Cabe hacer notar que en la imagen del Sagrado Corazón de Jesús la cruz está asentada en el corazón. Podía haber estado a un lado, arriba o abajo, pero surge del corazón. ¿Qué quiere decir esto? Que la cruz es fruto del amor. Jesús la aceptó por amor a nosotros, y nos invita también a aceptar por amor cargar nuestra cruz de cada día.

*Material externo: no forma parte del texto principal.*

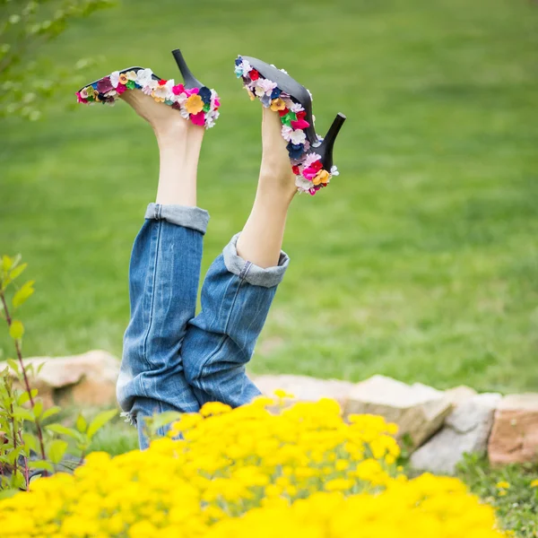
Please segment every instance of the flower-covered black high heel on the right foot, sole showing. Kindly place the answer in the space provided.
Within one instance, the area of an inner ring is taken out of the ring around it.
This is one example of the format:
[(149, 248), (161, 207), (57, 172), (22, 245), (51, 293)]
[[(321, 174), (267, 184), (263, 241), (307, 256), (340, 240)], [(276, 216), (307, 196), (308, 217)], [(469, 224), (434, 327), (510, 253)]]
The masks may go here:
[(318, 136), (312, 116), (312, 95), (285, 71), (249, 56), (236, 59), (235, 73), (251, 100), (280, 114), (282, 137), (288, 143), (291, 169), (299, 192), (315, 195), (326, 187), (338, 169), (333, 165), (333, 148), (345, 116), (337, 114), (325, 138)]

A veces pensamos que la cruz que nos toca llevar es un castigo, una maldición de Dios o señal de que se olvidó de nosotros y nos cayó la ‘mala suerte’. Nada más falso. Toda cruz (llámese enfermedad, desempleo, crisis familiar, etc.), es una oportunidad para amar y dejarnos amar: un camino hacia la santidad.
Decía san Francisco de Sales que el sufrimiento por sí mismo es insoportable, pero cuando se vive de la mano de Dios se vive con paz e incluso con alegría. El hecho de que la cruz salga del corazón, nos recuerda también lo que dijo san Pablo sobre Jesús: “Me amó y se entregó a Sí mismo por mí” (Gal 2, 20). Él, que primero aceptó la cruz por nosotros, nos ayuda a nosotros a llevar nuestra cruz, a hallarle su sentido redentor, para poder aceptarla con gratitud y con amor.
Jesús dijo: “He venido a traer fuego a la tierra, y ¡cómo desearía que ya estuviera ardiendo!” (Lc 12, 49). Las llamas que brotan en la imagen del Sagrado Corazón de Jesús nos recuerdan que Él anhela hacer arder el nuestro con un fuego que nos ilumine, para seguir siempre Sus caminos; que nos caliente y libre de nuestra fría indiferencia hacia las cosas de Dios; que purifique, derrita y queme todo lastre que nos impida seguirlo y encienda en nosotros el deseo ardiente de siempre amarlo y servirlo.